I went home to Australia with the hope that the children would grow up and seek me out. In the meantime I would have to survive without them. I was devastated. It was worse than death in a way. I had lost my children to a Lebanese and they were being reared in Lebanon by a person unrelated to them, an aunt by marriage. Would I even like them in ten years time?

In the years following, if I was asked if I had children, I would answer “no”. It was easier than explaining what had happened. I was raw with grief for a long time. I did not think that telling the whole world was going to make it any easier for me, so I did not broadcast the event. At around the same time another mother suffered the same fate - it was broadcast on the news, and the toing and froing that occurred was also broadcast. I don't believe the mother fared any better by having the world know what was happening to her and her children. It must have been hard for her to meet people and have them commiserate about the children. I don't think I could have coped with that reminder all the time.

Letters from the children were rare, and came via friends who had travelled to Lebanon. I would get a phone call and would then have to visit someone I didn’t know, sit and visit in Arabic and be polite, in order to get a letter, usually written by Elizabeth. Sometimes the letter was accompanied by photos. Getting a letter meant they were okay, but opened up the wound for me. My life had seemly filled the hole left by the children, but I knew that all I had done was to cover it up. It was always there. I knew I would never recover from this.

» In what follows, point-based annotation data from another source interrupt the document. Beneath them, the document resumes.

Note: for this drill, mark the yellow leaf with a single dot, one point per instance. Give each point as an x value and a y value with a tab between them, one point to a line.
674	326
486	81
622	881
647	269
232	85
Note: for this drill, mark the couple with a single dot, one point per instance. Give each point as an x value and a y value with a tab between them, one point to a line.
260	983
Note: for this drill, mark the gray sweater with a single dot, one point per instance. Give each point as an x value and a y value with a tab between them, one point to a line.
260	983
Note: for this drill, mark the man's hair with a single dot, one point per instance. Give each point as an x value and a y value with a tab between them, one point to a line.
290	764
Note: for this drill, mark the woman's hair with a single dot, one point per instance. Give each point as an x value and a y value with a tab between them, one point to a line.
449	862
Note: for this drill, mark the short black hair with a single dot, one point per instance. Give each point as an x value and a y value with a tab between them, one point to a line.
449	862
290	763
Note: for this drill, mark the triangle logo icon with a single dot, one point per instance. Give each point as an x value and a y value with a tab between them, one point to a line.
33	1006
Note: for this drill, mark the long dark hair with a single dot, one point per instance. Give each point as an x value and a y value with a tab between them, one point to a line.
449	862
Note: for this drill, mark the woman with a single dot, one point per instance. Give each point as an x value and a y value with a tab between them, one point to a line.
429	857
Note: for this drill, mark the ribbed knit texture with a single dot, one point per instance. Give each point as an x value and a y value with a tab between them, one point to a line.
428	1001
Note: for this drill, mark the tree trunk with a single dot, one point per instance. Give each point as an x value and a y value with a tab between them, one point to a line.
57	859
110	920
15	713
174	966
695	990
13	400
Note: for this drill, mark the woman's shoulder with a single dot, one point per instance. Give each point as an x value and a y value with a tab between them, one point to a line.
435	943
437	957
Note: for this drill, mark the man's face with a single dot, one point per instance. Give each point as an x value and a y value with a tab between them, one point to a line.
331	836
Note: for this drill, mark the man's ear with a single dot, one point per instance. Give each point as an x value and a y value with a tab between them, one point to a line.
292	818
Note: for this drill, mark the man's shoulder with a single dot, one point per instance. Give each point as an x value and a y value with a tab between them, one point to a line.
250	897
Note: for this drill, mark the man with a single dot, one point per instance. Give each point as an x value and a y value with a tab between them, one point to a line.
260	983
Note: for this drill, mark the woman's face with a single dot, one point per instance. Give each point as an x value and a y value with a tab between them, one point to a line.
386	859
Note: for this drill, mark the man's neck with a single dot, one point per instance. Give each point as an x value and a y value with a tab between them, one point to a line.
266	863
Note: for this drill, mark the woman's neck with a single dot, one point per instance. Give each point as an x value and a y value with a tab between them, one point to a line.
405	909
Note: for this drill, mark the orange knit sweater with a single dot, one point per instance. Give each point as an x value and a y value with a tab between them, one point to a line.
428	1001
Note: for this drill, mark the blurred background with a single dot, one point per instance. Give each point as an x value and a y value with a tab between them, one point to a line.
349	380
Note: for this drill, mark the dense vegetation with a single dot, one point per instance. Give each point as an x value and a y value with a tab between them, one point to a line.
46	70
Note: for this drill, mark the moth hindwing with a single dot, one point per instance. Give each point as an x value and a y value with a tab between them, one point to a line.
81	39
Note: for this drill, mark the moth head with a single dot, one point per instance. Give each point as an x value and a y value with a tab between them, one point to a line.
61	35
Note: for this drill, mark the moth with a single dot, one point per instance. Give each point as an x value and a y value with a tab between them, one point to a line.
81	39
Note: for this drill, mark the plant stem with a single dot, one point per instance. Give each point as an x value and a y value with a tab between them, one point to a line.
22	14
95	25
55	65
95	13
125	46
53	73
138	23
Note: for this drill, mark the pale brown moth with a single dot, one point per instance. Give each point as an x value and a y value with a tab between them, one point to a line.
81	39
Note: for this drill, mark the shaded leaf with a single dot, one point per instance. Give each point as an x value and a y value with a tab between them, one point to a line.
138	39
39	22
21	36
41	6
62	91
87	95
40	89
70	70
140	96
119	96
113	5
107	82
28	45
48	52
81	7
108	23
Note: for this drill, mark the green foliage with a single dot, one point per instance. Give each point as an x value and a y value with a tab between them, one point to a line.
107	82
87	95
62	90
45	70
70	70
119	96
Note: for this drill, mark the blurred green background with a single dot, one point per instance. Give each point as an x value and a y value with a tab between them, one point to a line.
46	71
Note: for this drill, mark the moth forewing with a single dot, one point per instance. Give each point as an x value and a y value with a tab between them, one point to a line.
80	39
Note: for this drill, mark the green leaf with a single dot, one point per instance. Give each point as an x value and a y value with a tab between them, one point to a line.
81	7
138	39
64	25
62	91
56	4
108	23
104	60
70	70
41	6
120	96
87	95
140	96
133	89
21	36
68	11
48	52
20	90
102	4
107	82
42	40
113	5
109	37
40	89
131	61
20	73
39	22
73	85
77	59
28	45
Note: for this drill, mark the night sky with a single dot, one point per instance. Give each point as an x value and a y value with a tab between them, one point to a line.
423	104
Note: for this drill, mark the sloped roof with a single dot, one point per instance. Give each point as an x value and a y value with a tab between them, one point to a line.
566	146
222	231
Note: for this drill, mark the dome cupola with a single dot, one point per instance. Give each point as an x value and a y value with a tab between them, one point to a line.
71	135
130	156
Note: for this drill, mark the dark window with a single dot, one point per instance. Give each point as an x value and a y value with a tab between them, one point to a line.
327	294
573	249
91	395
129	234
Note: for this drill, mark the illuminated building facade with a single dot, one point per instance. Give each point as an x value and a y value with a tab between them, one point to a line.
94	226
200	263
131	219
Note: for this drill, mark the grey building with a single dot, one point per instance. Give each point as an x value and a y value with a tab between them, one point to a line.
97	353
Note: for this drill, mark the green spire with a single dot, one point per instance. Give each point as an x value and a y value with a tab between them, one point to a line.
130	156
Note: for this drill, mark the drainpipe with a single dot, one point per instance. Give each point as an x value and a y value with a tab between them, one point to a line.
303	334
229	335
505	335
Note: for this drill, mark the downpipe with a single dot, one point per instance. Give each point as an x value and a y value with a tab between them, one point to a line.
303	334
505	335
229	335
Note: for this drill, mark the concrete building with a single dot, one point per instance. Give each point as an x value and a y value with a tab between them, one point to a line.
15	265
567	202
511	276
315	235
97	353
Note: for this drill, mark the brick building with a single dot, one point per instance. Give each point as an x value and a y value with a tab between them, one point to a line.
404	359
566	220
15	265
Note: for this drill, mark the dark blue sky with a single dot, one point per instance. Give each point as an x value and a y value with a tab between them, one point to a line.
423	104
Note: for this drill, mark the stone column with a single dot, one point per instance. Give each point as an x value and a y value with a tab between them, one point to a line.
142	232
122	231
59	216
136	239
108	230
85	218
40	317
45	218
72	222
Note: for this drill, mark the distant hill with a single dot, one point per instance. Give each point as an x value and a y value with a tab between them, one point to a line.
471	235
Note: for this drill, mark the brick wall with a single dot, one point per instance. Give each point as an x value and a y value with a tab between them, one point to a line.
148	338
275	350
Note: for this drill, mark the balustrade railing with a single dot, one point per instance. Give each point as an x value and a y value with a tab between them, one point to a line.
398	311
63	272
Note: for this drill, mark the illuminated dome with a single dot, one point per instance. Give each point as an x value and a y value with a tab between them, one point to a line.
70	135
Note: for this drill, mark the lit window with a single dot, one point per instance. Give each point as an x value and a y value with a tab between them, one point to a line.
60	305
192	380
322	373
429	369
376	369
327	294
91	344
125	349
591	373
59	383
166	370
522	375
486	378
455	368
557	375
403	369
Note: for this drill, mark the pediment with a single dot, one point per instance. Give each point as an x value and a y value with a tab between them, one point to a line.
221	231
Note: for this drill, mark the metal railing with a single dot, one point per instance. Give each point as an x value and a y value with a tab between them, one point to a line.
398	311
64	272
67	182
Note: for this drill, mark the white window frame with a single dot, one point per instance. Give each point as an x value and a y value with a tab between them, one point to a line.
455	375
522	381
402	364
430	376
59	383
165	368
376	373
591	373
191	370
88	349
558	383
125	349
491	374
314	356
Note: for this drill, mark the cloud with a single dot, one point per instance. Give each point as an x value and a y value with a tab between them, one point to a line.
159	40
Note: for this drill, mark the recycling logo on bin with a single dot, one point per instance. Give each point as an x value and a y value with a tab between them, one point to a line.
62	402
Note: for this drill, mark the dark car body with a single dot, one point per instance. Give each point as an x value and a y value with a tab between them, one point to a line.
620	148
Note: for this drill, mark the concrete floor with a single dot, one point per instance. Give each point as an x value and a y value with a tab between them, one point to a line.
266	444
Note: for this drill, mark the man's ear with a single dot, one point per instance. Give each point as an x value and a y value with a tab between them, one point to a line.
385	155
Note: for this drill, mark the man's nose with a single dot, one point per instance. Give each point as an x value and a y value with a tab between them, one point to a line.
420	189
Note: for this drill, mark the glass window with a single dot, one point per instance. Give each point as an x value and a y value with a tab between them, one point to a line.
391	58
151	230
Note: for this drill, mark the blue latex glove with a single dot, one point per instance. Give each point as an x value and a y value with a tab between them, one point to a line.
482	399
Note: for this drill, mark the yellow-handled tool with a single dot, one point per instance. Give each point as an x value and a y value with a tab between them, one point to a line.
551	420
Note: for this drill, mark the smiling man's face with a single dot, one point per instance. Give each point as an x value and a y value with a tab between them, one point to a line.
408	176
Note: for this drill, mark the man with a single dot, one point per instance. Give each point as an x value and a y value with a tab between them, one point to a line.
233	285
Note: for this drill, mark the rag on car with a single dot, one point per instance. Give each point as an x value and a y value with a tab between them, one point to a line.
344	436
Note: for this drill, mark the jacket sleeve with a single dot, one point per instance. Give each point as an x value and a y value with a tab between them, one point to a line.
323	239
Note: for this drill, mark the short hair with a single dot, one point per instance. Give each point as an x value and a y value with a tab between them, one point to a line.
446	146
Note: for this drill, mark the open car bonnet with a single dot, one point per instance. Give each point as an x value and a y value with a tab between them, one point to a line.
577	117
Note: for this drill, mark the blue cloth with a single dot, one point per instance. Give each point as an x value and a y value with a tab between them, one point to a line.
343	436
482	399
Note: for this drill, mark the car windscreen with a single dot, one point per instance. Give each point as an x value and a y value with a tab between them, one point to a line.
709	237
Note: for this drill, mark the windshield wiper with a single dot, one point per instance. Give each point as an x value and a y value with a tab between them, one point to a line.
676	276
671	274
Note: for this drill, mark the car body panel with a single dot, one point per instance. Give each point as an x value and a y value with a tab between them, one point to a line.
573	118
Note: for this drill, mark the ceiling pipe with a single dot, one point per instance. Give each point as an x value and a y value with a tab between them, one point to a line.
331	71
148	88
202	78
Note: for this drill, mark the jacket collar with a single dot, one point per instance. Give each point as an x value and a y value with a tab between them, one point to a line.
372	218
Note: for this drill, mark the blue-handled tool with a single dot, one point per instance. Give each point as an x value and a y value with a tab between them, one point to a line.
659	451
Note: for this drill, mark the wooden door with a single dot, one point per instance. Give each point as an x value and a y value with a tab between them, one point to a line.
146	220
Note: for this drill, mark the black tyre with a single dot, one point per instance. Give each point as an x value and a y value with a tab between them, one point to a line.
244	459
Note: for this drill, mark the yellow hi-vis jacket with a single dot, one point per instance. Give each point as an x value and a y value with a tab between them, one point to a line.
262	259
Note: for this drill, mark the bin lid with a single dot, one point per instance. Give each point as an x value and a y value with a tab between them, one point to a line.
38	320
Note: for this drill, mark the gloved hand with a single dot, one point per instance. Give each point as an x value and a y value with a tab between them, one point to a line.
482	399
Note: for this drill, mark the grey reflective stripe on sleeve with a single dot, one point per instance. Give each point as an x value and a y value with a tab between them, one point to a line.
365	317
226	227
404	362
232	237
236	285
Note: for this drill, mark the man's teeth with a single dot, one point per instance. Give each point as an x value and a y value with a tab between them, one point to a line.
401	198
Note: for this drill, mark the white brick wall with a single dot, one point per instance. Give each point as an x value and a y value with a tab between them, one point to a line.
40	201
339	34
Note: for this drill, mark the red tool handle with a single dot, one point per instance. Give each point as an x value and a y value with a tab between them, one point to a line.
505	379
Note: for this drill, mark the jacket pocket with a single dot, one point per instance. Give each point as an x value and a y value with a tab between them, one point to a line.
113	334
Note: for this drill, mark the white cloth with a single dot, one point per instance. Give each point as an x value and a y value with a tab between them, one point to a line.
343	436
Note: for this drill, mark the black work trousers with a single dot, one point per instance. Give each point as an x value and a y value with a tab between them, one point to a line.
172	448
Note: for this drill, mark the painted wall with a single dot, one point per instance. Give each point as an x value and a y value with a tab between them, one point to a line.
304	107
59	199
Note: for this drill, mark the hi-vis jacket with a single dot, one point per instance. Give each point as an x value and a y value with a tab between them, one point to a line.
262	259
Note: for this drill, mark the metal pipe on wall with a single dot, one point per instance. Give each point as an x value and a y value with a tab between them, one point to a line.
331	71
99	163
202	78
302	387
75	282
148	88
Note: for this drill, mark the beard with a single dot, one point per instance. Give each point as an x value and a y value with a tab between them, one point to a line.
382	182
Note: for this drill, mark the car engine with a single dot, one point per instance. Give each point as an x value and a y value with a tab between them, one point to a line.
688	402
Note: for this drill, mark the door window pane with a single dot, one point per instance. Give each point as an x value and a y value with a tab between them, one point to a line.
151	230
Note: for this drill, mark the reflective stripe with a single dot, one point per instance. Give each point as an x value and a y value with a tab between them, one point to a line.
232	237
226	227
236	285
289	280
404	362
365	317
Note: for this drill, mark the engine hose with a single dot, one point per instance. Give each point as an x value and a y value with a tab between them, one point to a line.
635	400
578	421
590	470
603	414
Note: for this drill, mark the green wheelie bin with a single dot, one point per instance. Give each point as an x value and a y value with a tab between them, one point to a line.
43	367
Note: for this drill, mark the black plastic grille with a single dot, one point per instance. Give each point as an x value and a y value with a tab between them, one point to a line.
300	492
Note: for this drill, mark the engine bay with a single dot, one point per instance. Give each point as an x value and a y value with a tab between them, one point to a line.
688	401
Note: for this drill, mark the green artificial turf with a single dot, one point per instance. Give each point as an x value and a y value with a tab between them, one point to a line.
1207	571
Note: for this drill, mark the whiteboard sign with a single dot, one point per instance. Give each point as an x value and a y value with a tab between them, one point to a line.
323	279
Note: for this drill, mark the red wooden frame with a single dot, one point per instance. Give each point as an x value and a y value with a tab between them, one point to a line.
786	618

Indeed the kidnapping affected the whole family. My parents had looked after the children before and after school, and had taken Elizabeth to dancing and were very involved in their lives. My brother Barney was a regular weekend babysitter. Gerard was their stepfather and a mutual respect and fondness had grown up between him and the children. My brother threatened to kneecap Michel if he could. It was a nice thought.

Even writing this was upsetting, despite the face that the children have been back with me for more than fifteen years. I still cannot face the thought of meeting Michel again. I have come to terms with the kidnapping but have never got over the loss of my children during those ten years. it was worse then death. I think any mother would agree with me.

The first photo is one of the children sent to me from Lebanon. The portraits were given me by Michel, I think they were taken at the time he had passport photos taken. The photo of me with the children was taken at the hotel in Jbail, when I was in Lebanon visiting the children.